At $8,995 for the body, Blackmagic is pricing this aggressively for what it offers. For context, getting anywhere close to this kind of live high-frame-rate capability from established broadcast manufacturers would cost you significantly more, and you would not get that large format cinema look.
The World's First Immersive Cinema Camera for Live Production
The second camera announcement is arguably even more forward-thinking. The Blackmagic URSA Cine Immersive 100G is designed for live immersive productions, and Blackmagic is calling it the world's first immersive cinema camera built for live workflows.
It features dual 8Kx8K RGBW sensors with 16 stops of dynamic range, all connected through that same 100G Ethernet backbone. At $26,495 it is obviously positioned for high-end production houses and broadcasters, but consider what you are getting: a cinema-grade immersive capture system that can feed directly into a live production pipeline. Apple Vision Pro content creators and immersive storytellers should be paying very close attention to this one.
Both cameras are expected to ship in Q3, so we are looking at a summer availability window.
The Bigger Picture: Blackmagic's 100G Ecosystem Play
What really struck us about this announcement is that these cameras are not standalone products. They are part of a coordinated push by Blackmagic to build an entire 100G SMPTE 2110 ecosystem. Alongside the cameras, Blackmagic announced new native 2110 switchers, including the ATEM 4 M/E Constellation IP with 32 inputs and 28 outputs, and Fairlight Live for broadcast audio mixing.

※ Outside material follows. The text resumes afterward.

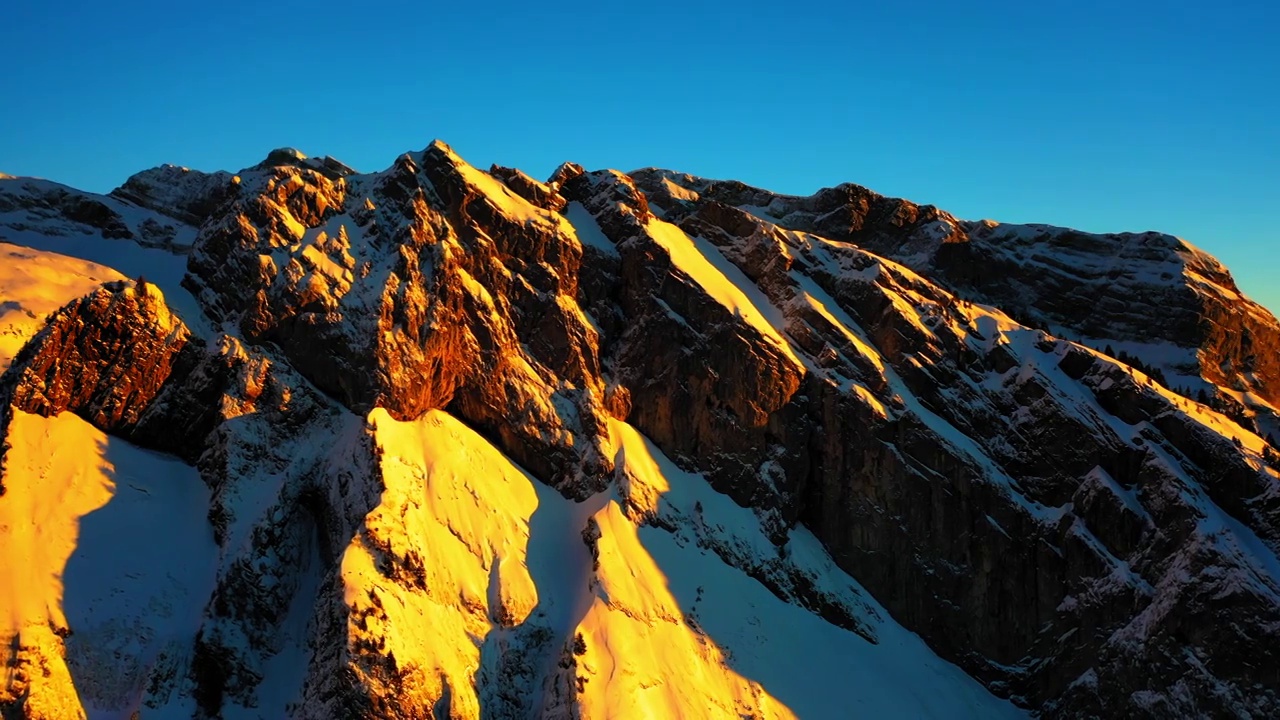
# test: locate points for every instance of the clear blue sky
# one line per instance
(1101, 115)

This is Blackmagic doing what Blackmagic does best: building an entire workflow from capture to delivery and pricing it so that smaller production houses and broadcasters can actually afford to play in spaces that were previously locked behind six-figure budgets.
Who Is This For?
If you are a broadcast engineer looking at 100G infrastructure, these cameras slot directly into your upgrade path. If you are a cinema shooter who also does live event work, the 12K LF 100G gives you one body that can do both. And if you are building out an immersive content pipeline for spatial video or VR broadcast, the Immersive 100G is the first camera that takes live production seriously in that space.